Mycobacterium tuberculosis kills over a million people each year, and scientists are working to understand how this bacterium survives inside people. To design better ways to treat and control Tuberculosis (TB), researchers need to learn how the microbe adapts its metabolism during infection. In work led by corresponding author Gerald Larrouy‐Maumus, scientists focused on a gene called rv3400. Earlier enzymological studies had suggested that rv3400 encodes a β-phosphoglucomutase, an enzyme type that can rearrange sugar phosphates inside cells, but the actual role of this gene in M. tuberculosis metabolism had not been tested. The new study deleted the rv3400 gene in M. tuberculosis and then examined what happened to sugar molecules and growth. The research shows clear changes in the bacterium’s internal sugars and its ability to grow when relying on a particular disaccharide called trehalose. These findings sharpen our picture of how M. tuberculosis handles trehalose, a compound known to be important to mycobacterial physiology and virulence.
The researchers compared a normal strain of Mycobacterium tuberculosis with a strain where the rv3400 gene had been removed.
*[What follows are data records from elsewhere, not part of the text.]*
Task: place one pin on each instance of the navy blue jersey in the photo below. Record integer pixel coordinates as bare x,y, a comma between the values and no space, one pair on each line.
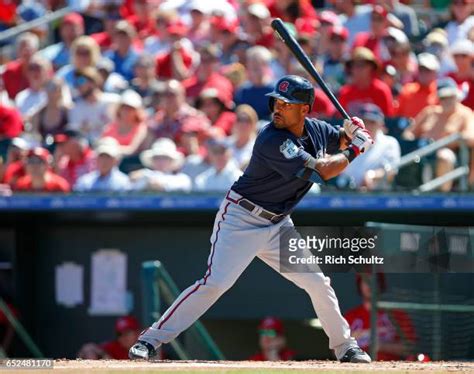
270,178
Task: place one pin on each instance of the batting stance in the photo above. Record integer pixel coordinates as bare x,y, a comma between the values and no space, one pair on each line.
290,154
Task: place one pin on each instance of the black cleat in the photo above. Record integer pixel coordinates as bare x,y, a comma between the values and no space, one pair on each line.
142,351
356,355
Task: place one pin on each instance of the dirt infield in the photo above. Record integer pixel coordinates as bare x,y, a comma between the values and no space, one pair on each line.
326,367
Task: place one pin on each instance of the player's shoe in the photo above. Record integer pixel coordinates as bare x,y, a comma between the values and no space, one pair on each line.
142,351
356,355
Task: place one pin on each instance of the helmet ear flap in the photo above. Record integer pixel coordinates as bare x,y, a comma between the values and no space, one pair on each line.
271,103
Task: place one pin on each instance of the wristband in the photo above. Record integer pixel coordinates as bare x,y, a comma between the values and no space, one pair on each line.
350,153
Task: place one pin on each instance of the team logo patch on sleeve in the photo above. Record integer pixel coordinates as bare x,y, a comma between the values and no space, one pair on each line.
289,149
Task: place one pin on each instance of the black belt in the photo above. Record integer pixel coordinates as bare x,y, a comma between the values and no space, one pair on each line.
274,218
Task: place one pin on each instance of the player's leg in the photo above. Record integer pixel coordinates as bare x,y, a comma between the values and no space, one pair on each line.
322,295
233,247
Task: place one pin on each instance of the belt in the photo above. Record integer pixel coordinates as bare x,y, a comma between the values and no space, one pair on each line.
253,208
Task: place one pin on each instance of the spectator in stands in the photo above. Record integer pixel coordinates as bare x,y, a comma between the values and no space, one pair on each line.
207,75
438,121
72,27
272,342
373,39
328,20
244,134
195,132
229,39
436,43
260,81
39,177
405,14
15,72
199,29
53,118
142,18
106,176
32,99
401,55
415,96
109,20
93,109
163,162
178,61
111,81
173,111
256,24
463,54
74,157
145,77
396,334
161,42
217,106
127,330
370,170
223,171
365,86
123,54
85,53
462,20
333,62
11,123
15,161
355,18
129,128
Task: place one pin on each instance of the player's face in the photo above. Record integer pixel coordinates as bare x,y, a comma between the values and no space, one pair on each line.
288,115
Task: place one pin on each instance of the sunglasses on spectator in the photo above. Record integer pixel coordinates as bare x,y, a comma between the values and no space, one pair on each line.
34,161
80,81
34,67
83,52
243,119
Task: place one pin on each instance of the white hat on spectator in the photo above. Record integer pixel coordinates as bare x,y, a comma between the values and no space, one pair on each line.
259,10
200,5
132,99
428,61
108,146
462,47
20,143
162,147
398,35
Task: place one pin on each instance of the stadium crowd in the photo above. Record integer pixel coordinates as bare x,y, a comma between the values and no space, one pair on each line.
169,95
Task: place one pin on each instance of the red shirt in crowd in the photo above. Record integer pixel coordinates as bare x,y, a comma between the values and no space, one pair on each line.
194,87
72,170
14,171
367,40
164,67
285,354
53,183
11,124
462,83
14,78
359,321
377,92
225,122
115,350
7,11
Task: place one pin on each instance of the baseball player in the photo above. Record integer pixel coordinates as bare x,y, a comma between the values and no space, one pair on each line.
290,153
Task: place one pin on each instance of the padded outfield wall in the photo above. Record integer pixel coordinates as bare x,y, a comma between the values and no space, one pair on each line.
38,233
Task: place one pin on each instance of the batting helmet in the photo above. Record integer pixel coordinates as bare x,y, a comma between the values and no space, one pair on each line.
292,89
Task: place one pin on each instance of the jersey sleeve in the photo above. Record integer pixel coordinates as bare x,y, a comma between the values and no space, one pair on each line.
332,136
282,154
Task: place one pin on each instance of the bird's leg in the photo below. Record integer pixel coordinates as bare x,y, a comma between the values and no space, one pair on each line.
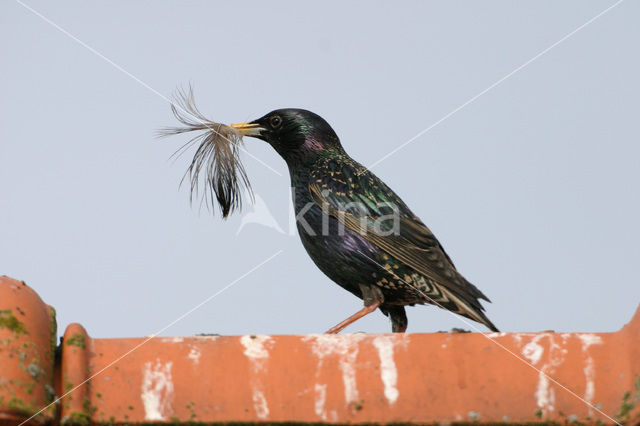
372,297
362,312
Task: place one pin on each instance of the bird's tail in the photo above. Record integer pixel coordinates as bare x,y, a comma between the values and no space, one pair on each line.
467,310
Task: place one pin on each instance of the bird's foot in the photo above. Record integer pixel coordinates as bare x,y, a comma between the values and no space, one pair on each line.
362,312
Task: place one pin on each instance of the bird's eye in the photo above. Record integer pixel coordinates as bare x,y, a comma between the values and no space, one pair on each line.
275,121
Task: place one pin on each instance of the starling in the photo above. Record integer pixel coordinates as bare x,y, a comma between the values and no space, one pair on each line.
357,230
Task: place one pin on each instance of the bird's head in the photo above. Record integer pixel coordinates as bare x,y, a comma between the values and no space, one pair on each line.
297,135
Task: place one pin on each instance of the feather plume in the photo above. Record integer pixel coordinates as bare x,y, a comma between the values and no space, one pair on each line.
217,156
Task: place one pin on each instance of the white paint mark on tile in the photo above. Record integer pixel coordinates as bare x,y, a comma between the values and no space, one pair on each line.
157,390
255,346
589,369
256,349
260,404
320,400
388,370
534,351
345,346
194,355
171,339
They measured levels of specific sugar phosphates and monitored growth on different food sources. Deletion of rv3400 produced a dramatic change: the amount of β-D-glucose 1-phosphate rose about 30-fold, a result the authors interpret as confirmation that rv3400’s main activity is β-phosphoglucomutase. The mutant strain also showed a clear growth defect when trehalose was provided as the only carbon source, indicating the enzyme is needed for optimal use of trehalose. The paper also reports on the characterisation of the strain lacking a β-phosphoglucomutase, encoded by the gene rv3400, and summarizes these measurements as evidence that Rv3400 is required for the catabolism of trehalose in M. tuberculosis.
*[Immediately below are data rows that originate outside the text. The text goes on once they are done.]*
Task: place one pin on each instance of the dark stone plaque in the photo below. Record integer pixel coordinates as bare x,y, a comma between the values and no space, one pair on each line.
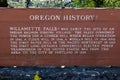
59,37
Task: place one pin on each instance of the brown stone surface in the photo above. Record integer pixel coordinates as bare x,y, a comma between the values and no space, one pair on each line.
20,18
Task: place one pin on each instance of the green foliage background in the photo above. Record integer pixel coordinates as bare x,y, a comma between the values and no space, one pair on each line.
96,3
73,3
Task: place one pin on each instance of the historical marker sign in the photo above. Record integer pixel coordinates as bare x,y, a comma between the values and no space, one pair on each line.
59,37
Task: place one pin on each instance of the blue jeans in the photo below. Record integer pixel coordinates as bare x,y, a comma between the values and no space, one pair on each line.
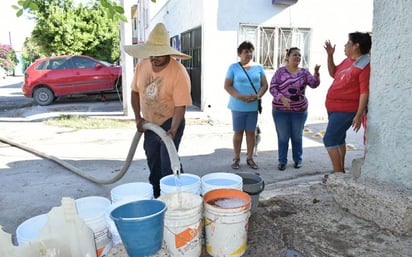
157,156
289,125
338,125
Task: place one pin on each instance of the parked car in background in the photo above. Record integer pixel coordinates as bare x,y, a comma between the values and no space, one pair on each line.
51,77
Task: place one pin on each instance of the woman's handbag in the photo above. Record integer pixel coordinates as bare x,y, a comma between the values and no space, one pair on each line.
251,83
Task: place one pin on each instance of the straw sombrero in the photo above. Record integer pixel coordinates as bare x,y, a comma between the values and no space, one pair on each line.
156,45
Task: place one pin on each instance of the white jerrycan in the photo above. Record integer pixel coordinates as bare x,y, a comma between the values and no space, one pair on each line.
64,235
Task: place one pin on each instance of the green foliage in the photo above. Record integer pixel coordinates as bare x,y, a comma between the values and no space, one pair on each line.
8,58
114,11
63,28
30,52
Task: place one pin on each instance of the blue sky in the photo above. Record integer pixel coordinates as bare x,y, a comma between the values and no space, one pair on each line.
16,29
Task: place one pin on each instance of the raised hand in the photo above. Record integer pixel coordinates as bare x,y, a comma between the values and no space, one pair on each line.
330,50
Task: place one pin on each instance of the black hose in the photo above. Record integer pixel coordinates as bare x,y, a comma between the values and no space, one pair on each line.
174,159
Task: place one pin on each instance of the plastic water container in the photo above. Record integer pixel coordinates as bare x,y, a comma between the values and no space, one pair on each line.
123,194
30,229
219,180
187,183
140,225
226,214
132,192
92,210
183,224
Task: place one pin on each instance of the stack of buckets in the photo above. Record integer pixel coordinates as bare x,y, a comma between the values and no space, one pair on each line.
91,209
126,193
216,206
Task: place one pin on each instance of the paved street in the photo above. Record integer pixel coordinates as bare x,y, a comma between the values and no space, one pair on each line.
287,218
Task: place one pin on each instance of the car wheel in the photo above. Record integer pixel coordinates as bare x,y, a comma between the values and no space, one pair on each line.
43,96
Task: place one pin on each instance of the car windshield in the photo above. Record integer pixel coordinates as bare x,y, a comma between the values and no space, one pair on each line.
105,63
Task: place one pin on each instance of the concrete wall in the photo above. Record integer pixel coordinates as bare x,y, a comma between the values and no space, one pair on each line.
220,20
389,155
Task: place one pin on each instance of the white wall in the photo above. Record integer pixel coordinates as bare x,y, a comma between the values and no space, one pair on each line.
220,19
389,136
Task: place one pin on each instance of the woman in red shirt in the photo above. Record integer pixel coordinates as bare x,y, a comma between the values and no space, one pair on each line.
347,97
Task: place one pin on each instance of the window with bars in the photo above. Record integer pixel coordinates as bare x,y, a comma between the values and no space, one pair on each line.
271,43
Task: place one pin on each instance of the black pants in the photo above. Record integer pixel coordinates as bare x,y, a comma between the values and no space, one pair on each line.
157,156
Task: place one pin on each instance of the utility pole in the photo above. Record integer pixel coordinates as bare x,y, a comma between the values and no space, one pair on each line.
126,61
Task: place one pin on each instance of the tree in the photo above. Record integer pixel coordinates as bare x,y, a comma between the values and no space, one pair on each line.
63,28
30,52
114,11
8,58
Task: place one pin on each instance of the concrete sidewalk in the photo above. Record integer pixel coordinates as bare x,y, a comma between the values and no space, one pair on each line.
297,215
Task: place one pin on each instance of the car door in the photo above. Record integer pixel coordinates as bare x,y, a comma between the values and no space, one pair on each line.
57,73
90,75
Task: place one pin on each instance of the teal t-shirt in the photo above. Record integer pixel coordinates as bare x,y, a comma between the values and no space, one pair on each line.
242,85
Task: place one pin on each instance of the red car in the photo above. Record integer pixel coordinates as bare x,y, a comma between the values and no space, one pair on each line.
50,77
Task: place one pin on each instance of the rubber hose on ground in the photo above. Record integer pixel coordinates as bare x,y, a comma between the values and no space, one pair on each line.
174,158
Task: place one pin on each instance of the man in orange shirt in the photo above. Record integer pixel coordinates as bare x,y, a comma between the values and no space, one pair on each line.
160,94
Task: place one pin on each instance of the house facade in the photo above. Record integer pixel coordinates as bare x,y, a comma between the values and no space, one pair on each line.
211,30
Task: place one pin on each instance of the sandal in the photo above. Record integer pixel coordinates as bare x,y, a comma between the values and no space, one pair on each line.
325,177
252,164
235,164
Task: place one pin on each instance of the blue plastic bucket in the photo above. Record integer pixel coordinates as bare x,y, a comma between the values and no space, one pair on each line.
140,225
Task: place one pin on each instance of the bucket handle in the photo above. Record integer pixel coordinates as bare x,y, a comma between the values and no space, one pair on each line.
260,190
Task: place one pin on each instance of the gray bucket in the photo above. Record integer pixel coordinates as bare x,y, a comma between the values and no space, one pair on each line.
253,184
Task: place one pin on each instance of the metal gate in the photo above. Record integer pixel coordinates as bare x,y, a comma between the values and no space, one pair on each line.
191,42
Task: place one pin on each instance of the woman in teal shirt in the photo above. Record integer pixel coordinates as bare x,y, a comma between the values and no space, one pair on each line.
243,101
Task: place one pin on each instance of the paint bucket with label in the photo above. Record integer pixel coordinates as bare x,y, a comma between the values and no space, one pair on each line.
140,225
226,214
253,184
92,210
218,180
183,224
184,182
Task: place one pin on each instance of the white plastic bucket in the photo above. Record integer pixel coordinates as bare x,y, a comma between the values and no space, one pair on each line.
92,210
30,229
132,192
183,223
186,182
226,214
219,180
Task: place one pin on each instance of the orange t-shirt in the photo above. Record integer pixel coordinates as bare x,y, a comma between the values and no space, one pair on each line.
160,92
These findings are significant because trehalose metabolism is described as a cornerstone of Mycobacterium tuberculosis physiology and virulence, and understanding it better could help fight TB. By pinpointing Rv3400 as a β-phosphoglucomutase that influences levels of β-D-glucose 1-phosphate and the bacterium’s ability to grow on trehalose, the study clarifies one step in the metabolic network that supports persistence and survival. The authors emphasize that a better understanding of trehalose metabolism is needed to develop novel strategies to eradicate Tuberculosis, and the data presented here provide specific evidence that Rv3400 plays a required role in trehalose catabolism. This gives researchers a clearer target for future studies aimed at disrupting the bacterium’s metabolism as part of new treatment or control approaches.
Identifying Rv3400 as required for trehalose breakdown improves understanding of a core metabolic pathway in Mycobacterium tuberculosis. This knowledge may guide development of new strategies to treat and control Tuberculosis.